The last large earthquake in London happened on the 6th of April 1580, and it had a comparably large magnitude 5.5. A magnitude 5 earthquake is comparable to shaking, similar to standing on a platform between two passing trains. However, a magnitude 6 earthquake could cause damage to buildings. New buildings in London will be made so they can withstand a quake registering 6.5 on the Richter Scale. Dr Ghail, a researcher at Imperial College London, said the greatest risk to Londoners is not the earthquake itself but the knock-on effects.
Geopathic stress and fault lines
Research in geopathics and geobiology suggests that geopathic stress can be caused by fault lines. Traditionally, in many cultures, people tried to avoid building or living over fault lines for obvious reasons. Having said that, some of the most famous sacred places and temples are built over fault lines because people believe that the energy released through fault lines and quakes could be beneficial but in small doses, according to the hormesis theory. Igor V Florinsky (2010) looked at 104 monasteries and almost all of them were located along fault lines and intersections of them. Another researcher Farmaki (2013), identified that the majority of the temples in Greece were on fault lines or near one. Lydia Giannoulopoulou, who did her PhD on this subject, suggests that “most basic characteristic of ancient monuments and temples is the concentration of natural geomagnetic and electric fluctuations.” The theory of hormesis states that the same external agent can cause low-dose stimulation and high-dose suppression on living organisms; hence a bit of geopathic stress can be beneficial, but too much over a long time can be harmful. Learn more about geopathic stress
London earthquake risk. Where are the fault lines in London?
In geology, a fault line is a crack or discontinuity in the Earth’s surface, along which movement and displacement that take place there. The energy released by the movement on the active fault lines is what causes most earthquakes. Faults don’t usually consist of a single fracture, so the term ‘fault zone’ refers to the area where deformation is correlated with the fault plane. In many parts of the world, it is prohibited to build near faults (California, Japan), where earthquakes are a regular hazard and can damage the infrastructure and lead to injuries and death. The researchers at Imperial College London revealed that the subterranean fault lines shift between 1 and 2 mm every year. Dr Ghail, a civil engineering specialist at Imperial College, talking about the chances of a magnitude five earthquake, said it’s ““enough to be scary but not fundamentally a problem”.
London’s two major fault lines go through central London and under Canary Wharf.
Earthquakes in the UK
The UK is not known for earthquakes, but the British Geological Survey (BGS) reminds us that they do occur – hundreds of small ones take place each year, but mainly on the western side of the British mainland. The largest occurred in 1931, some distance offshore, registering as a 6.1M tremor.

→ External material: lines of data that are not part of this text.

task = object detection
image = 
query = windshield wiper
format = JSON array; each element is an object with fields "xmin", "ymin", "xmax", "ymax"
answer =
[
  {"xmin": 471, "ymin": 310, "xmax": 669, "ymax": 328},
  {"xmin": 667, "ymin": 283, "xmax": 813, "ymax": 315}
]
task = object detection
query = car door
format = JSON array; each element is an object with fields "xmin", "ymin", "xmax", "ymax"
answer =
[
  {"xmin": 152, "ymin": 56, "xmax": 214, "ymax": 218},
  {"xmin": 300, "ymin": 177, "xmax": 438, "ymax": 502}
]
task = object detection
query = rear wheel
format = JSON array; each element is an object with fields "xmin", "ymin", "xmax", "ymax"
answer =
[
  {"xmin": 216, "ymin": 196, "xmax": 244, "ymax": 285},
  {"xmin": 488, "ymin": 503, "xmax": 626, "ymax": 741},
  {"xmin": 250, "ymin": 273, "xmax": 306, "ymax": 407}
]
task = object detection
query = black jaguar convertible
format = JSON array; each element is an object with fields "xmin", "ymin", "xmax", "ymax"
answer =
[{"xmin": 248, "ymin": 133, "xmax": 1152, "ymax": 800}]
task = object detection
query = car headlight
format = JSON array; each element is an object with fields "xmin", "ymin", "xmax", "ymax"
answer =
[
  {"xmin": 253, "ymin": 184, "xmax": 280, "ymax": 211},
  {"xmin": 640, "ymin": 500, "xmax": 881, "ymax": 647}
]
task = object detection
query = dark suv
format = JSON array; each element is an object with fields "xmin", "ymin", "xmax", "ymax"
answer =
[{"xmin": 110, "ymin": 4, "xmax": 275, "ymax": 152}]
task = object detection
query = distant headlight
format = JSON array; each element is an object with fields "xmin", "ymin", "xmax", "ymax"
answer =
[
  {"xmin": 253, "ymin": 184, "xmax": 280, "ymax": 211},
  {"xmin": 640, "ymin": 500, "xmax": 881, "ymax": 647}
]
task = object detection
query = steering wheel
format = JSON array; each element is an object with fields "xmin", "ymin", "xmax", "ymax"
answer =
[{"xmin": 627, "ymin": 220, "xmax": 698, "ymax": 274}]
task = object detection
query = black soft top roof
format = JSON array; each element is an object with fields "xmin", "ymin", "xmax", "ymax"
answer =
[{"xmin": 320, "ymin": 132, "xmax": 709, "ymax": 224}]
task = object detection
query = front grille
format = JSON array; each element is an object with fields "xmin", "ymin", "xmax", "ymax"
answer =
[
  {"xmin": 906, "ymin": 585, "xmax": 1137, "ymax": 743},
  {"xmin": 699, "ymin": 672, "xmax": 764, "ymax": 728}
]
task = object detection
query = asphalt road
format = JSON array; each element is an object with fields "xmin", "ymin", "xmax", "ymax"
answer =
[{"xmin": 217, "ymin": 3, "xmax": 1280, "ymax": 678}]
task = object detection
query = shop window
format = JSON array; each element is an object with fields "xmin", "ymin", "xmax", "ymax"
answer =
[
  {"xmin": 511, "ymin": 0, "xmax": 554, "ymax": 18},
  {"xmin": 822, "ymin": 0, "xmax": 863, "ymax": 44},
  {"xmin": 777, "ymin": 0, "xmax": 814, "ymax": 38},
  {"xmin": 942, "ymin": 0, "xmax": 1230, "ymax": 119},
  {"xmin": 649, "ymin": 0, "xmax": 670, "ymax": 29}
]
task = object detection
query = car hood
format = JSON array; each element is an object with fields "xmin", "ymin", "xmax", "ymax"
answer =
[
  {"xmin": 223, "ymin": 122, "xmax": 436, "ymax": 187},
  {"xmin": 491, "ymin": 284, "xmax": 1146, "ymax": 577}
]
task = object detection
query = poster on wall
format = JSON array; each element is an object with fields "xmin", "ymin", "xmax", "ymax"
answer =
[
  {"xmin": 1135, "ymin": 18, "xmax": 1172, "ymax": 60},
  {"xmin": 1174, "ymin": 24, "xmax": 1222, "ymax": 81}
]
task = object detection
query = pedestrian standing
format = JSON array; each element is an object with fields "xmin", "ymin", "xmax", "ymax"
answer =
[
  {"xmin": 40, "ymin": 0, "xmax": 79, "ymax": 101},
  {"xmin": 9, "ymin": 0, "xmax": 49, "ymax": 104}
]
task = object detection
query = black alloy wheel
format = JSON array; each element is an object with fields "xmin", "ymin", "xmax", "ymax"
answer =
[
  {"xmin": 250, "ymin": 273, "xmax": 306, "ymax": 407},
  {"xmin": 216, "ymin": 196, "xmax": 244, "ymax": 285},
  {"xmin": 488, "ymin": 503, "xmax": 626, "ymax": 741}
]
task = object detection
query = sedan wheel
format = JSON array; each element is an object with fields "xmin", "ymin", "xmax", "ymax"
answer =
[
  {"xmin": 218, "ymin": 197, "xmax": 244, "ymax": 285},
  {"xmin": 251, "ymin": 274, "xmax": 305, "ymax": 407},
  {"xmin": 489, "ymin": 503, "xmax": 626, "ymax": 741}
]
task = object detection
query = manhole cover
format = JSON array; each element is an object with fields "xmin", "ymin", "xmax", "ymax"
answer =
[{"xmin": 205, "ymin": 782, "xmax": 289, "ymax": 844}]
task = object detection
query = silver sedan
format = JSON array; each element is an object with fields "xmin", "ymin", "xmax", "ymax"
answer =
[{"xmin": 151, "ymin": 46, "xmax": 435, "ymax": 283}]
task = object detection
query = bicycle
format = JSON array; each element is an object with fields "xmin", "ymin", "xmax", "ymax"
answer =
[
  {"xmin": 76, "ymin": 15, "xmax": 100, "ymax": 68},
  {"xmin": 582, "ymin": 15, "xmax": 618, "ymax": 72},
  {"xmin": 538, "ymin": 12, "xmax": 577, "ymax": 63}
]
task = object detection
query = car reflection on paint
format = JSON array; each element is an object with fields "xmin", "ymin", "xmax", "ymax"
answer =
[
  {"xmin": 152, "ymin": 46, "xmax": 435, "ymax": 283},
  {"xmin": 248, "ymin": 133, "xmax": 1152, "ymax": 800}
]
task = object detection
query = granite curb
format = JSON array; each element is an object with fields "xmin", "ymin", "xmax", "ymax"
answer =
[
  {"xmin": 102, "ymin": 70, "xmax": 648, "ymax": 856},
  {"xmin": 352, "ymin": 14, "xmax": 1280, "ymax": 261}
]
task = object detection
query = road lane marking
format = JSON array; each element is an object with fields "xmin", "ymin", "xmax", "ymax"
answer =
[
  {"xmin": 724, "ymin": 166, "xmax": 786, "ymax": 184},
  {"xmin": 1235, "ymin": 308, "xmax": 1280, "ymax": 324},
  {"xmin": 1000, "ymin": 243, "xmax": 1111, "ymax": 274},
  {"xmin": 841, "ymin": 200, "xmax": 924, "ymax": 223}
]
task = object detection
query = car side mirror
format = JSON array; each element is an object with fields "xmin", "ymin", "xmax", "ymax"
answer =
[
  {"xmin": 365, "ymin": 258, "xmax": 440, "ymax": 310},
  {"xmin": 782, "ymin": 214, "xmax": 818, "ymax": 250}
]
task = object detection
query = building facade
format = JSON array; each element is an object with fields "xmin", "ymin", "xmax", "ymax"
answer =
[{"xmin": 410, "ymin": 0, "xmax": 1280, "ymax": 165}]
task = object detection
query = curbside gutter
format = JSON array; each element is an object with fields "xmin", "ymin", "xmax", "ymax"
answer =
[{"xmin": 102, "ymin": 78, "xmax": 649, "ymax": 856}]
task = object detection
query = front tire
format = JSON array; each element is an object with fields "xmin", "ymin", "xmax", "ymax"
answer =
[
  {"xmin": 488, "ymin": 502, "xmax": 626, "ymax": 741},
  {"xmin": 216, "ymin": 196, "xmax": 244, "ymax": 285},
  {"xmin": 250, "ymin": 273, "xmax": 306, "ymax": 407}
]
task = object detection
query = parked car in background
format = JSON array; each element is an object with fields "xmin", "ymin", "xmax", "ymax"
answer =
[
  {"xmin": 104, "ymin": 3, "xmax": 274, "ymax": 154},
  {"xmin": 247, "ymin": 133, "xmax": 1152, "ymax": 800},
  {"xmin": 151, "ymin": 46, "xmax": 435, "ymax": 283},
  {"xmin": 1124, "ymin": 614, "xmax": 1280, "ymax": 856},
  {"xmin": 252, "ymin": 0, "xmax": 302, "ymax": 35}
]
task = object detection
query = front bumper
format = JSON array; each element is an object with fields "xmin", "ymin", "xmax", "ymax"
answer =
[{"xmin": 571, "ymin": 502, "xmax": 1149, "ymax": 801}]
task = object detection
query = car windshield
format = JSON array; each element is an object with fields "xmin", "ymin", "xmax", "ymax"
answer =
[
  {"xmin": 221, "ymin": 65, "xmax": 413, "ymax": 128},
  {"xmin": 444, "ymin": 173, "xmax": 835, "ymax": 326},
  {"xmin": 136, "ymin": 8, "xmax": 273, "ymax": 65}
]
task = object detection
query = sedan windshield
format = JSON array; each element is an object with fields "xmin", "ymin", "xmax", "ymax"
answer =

In the week of 27-30 June 2018, there were two earthquakes of a magnitude of 2.4 and 2.6 in Surrey for the first time in 40 years. There is a “constant stream” of small earthquakes all over the UK on regular bases, says Richard Luckett, a BGS seismologist. There are concerns that fracking can cause the quakes, and Mr Luckett said, “It is plausible, as fracking can cause earthquakes.”
“Prevention is better than cure.”
Educate yourself if your home or workplace is on a fault line. The full list of geological faults in England. For people living outside the UK, check your local lists of fault lines.
Earthquakes and volcanos in the world
Other countries have more seismic activity as well as volcanic activity. For example, Iceland is a very volcanic country, and earthquakes accompany volcanic eruptions. When I visited the country as a feng shui consultant and environmental psychologist to evaluate feng shui of Reykjavik and Iceland, researchers were very clear that there would be more volcanic activity there because the glaciers are melting, and this activates the volcanos.